Open-source LLM benchmark suite for medical tasks.
medmarks.ai | arXiv:2605.01417
Medmarks is a comprehensive benchmark suite for evaluating medical capabilities in large language models. It includes 30 open-source benchmarks spanning question answering, information extraction, consumer health questions, clinical reasoning, EHR interactions, medical calculations, and open-ended medical tasks.
This repository contains the runnable benchmark environments, evaluation configs, result processing tools, and win-rate analysis pipeline used for Medmarks. It also contains the medarc_verifiers Python library, which provides the shared CLI, parsers, rewards, judging utilities, and orchestration helpers used by the benchmark environments.
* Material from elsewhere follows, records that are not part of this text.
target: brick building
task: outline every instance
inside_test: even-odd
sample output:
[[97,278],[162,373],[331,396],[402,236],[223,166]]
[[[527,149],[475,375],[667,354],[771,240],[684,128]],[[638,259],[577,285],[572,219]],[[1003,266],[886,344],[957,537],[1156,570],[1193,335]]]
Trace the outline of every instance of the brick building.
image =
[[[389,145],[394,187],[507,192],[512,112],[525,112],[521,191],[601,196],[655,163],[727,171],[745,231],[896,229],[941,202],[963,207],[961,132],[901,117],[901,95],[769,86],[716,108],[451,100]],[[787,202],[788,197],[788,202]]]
Medmarks is organized into three practical subsets:
| Subset | Description |
|---|---|
| Medmarks-V | Verifiable tasks, including multiple-choice QA and other tasks with deterministic or programmatic grading |
| Medmarks-OE | Open-ended tasks evaluated with LLM-as-a-Judge |
| Medmarks-T | Experimental training-capable environments with train/test splits for post-training and RL experiments |
The benchmark suite is implemented as verifiers environments under environments/. The main runnable suite configs are:
| Config | Purpose |
|---|---|
configs/medmarks-verified.toml |
Medmarks-V suite |
configs/medmarks-open_ended.toml |
Medmarks-OE suite |
configs/medmarks-endpoints.toml |
Portable model aliases and sampling defaults for Medmarks runs |
configs/medmarks-smoke.toml |
Small Medmarks-V sanity-check run |
uv venv --python 3.12
source .venv/bin/activate
uv syncRun a single benchmark:
uv run medarc-eval medqa -m openai/gpt-4.1-mini -n 25Run a Medmarks suite config:
uv run medarc-eval bench --config configs/medmarks-verified.tomlRun a Medmarks suite with one of the published model aliases:
uv run medarc-eval bench \
--config configs/medmarks-verified.toml \
--endpoints-path configs/medmarks-endpoints.toml \
-m gpt-oss-20b-low \
--api-base-url https://api.pinference.ai/api/v1 \
--api-key-var PRIME_API_KEYconfigs/medmarks-endpoints.toml is an alias registry, not a deployment config. It maps names such as gpt-oss-20b-low or medgemma-27b-text to provider model IDs, client types, and model-specific sampling defaults. It intentionally omits url, key, and max_concurrent; supply those with --provider or with --api-base-url and --api-key-var for your deployment. The gpt-oss aliases use the Verifiers openai_responses client type.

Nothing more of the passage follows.